Mike, perhaps another flag like CRYPTO_TFM_REQ_BLKIO could be added to tell the crypto subsystem that it's operating under GFP_NOIO allocation constraints? I mean, it obviously can sleep in the kcryptd context, but being able to sleep doesn't imply anything about the operation's allowable memory allocation context. I guess that Herbert Xu is the person to talk to here - ah, you've already cc'd him. :) -Dave.
Created attachment 278027 [details] a patch for this bug A patch that adds memalloc_noio_save/memalloc_noio_restore around the encryption code.
(In reply to Mikulas Patocka from comment #11) > Created attachment 278027 [details] > a patch for this bug > > A patch that adds memalloc_noio_save/memalloc_noio_restore around the > encryption code.
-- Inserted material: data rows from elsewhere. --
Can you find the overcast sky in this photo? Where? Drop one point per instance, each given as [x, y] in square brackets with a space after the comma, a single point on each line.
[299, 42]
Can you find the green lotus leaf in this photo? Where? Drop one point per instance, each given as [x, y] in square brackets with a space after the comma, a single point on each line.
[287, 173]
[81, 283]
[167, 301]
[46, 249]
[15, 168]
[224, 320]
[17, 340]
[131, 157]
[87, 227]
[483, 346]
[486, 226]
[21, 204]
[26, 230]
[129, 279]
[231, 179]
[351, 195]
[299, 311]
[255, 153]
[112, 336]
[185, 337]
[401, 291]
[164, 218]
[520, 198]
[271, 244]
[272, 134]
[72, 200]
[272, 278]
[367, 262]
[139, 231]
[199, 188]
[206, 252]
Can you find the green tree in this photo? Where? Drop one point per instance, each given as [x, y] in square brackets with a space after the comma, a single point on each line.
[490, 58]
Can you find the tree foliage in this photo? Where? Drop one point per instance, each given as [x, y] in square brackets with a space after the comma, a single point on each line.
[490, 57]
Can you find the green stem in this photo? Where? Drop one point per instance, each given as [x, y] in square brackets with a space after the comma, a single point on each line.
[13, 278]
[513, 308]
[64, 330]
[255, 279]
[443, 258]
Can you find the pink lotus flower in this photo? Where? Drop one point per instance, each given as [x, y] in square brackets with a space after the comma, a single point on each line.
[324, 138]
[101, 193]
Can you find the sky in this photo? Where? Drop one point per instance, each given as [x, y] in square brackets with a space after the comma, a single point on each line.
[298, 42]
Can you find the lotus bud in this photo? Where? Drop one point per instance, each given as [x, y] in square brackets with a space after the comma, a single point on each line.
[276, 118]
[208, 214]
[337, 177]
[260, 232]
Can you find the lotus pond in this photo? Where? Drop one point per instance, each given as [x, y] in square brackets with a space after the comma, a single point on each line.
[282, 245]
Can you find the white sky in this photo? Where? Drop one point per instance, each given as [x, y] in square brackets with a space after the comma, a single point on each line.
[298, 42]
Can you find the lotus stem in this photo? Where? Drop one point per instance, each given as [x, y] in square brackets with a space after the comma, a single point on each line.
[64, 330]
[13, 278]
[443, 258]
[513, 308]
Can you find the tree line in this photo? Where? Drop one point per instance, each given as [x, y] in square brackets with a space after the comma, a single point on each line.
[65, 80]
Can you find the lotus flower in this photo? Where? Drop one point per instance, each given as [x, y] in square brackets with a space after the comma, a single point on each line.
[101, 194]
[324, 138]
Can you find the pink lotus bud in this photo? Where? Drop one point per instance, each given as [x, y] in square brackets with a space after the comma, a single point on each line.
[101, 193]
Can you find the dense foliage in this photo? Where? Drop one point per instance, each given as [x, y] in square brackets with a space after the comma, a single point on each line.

Very good idea Mikulas. I had forgotten about memalloc_noio_save/memalloc_noio_restore Certainly ideal to avoid having to so deeply train the crypto code about block's forward-progress requirements.
(In reply to Mike Snitzer from comment #12) > (In reply to Mikulas Patocka from comment #11) > > Created attachment 278027 [details] > > a patch for this bug > > > > A patch that adds memalloc_noio_save/memalloc_noio_restore around the > > encryption code. > > Very good idea Mikulas. I had forgotten about > memalloc_noio_save/memalloc_noio_restore > > Certainly ideal to avoid having to so deeply train the crypto code about > block's forward-progress requirements. But, as we discussed, this only works if the cipher code doesn't offload encryption to another thread. So needs more thought and coordination with Herbert, etc.
This issue should be fixed with the following commit: https://git.kernel.org/pub/scm/linux/kernel/git/device-mapper/linux-dm.git/commit/?h=dm-4.19&id=432061b3da64e488be3403124a72a9250bbe96d4 I'll be sending it to Linus for inclusion in either 4.19-rc3 or 4.19-rc4 Please feel free to test it.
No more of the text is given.